By: Jean Wright (Letter to the Editor), Chatham This Week, Chatham, Ontario 22-May-2012 — Many years ago, when fluoridation was first proposed, I wrote a letter stating why I was opposed to this action. The first ballot failed, but a later one succeeded, and we have all been medicated without our personal consent ever since.
My reasons now are just as valid as they were then. To review, at that time I owned a flower shop, and did some research through FTD about the effect of fluoride on the flowers that were my stock in trade. I found that both gerbera daisies and gladiola were very sensitive to fluoride, among many others. My own experience with gerberas particularly showed that if I put them in Chatham’s newly-fluoridated water when I conditioned them, they didn’t last nearly as long as if I just recut the stems and left them in the unfluoridated water provided by the supplier.

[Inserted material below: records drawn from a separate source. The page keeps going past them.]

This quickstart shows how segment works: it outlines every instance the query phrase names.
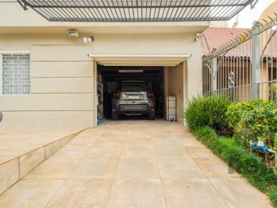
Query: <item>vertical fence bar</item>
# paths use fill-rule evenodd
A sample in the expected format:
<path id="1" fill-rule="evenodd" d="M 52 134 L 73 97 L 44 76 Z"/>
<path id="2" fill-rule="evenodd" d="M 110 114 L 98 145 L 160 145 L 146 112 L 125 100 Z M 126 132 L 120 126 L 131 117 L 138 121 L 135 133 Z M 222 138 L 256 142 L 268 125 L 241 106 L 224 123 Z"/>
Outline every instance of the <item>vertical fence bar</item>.
<path id="1" fill-rule="evenodd" d="M 254 23 L 254 24 L 256 24 Z M 252 99 L 260 98 L 260 89 L 258 85 L 260 83 L 260 38 L 258 26 L 253 26 L 252 28 Z"/>
<path id="2" fill-rule="evenodd" d="M 215 49 L 213 49 L 213 58 L 211 60 L 211 90 L 214 91 L 217 89 L 217 58 L 213 55 L 215 53 Z"/>
<path id="3" fill-rule="evenodd" d="M 0 95 L 3 94 L 3 54 L 0 53 Z"/>

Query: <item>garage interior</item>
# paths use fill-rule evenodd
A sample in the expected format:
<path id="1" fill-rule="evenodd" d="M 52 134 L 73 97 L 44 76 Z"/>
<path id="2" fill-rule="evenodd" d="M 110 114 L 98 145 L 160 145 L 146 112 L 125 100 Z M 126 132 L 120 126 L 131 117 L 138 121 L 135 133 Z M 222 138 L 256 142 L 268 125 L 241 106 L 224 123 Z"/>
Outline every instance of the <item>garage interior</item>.
<path id="1" fill-rule="evenodd" d="M 156 117 L 164 116 L 163 67 L 105 67 L 98 69 L 98 119 L 111 119 L 111 98 L 121 81 L 145 81 L 156 98 Z M 122 116 L 121 117 L 124 117 Z M 135 118 L 136 116 L 132 116 Z"/>
<path id="2" fill-rule="evenodd" d="M 186 91 L 186 60 L 184 56 L 172 58 L 159 58 L 159 62 L 123 60 L 120 58 L 95 59 L 97 63 L 97 116 L 98 124 L 111 119 L 113 92 L 121 81 L 145 81 L 156 98 L 156 117 L 166 118 L 166 97 L 177 98 L 177 122 L 183 123 L 184 97 Z M 115 61 L 116 60 L 116 61 Z M 147 116 L 120 116 L 122 119 L 149 119 Z"/>

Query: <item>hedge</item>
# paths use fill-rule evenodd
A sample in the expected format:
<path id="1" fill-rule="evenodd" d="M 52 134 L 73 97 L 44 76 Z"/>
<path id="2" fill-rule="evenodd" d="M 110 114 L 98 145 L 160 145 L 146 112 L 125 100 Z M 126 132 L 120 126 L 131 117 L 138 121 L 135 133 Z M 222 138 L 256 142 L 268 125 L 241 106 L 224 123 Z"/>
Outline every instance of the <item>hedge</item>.
<path id="1" fill-rule="evenodd" d="M 215 155 L 267 194 L 273 205 L 277 207 L 277 175 L 258 156 L 238 145 L 234 139 L 217 136 L 211 128 L 199 127 L 192 131 Z"/>

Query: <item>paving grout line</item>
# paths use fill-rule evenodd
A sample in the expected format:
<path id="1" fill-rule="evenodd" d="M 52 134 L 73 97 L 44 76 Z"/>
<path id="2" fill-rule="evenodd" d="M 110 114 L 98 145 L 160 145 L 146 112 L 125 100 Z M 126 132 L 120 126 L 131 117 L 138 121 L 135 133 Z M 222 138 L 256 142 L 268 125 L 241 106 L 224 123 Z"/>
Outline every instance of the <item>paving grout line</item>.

The major claim for the use of fluoride, that it prevents cavities, is a medical claim, which makes it a drug. A drug can be defined as an article other than food intended to affect the structure or any function of the body of man or of animals. Fluoride is intended to affect the structure of the teeth, therefore it is a drug.
Drugs need to be prescribed, but dripping medication into the public water supply without the consent of (all) those who swallow it does not qualify as a prescription. Too much fluoride can cause serious health problems; children under six are advised not to use fluoridated toothpaste, for example.
Among other reasons for removing the chemical from our water: fluoride is a poison, a byproduct of aluminum mining. No matter where it comes from, it can be and sometimes is contaminated by heavy metals such as arsenic and lead. If the source of the chemical is China (and I have been assured Chatham’s is not) there is no way of knowing what is actually in it – remember the dog and cat food problems, and melamine in baby formula? And antifreeze in cough syrup? Lead in paint on children’s toys?
People who are using prescription thyroid medication should know that fluoride, because of its position on the periodic table, will be absorbed by the thyroid gland before iodine will.
By watering gardens with fluoridated water, the product may contain more fluoride than it should, which can also lead to health problems in otherwise healthy persons.
Many cities in the United States have begun removing fluoride from their water, saving them money and increasing the health of their citizens. The latest one, to my knowledge, is Albuquerque, N.M. With Chathamites having so many health problems, perhaps more consideration should be given to removing fluoride from our water supplies as well.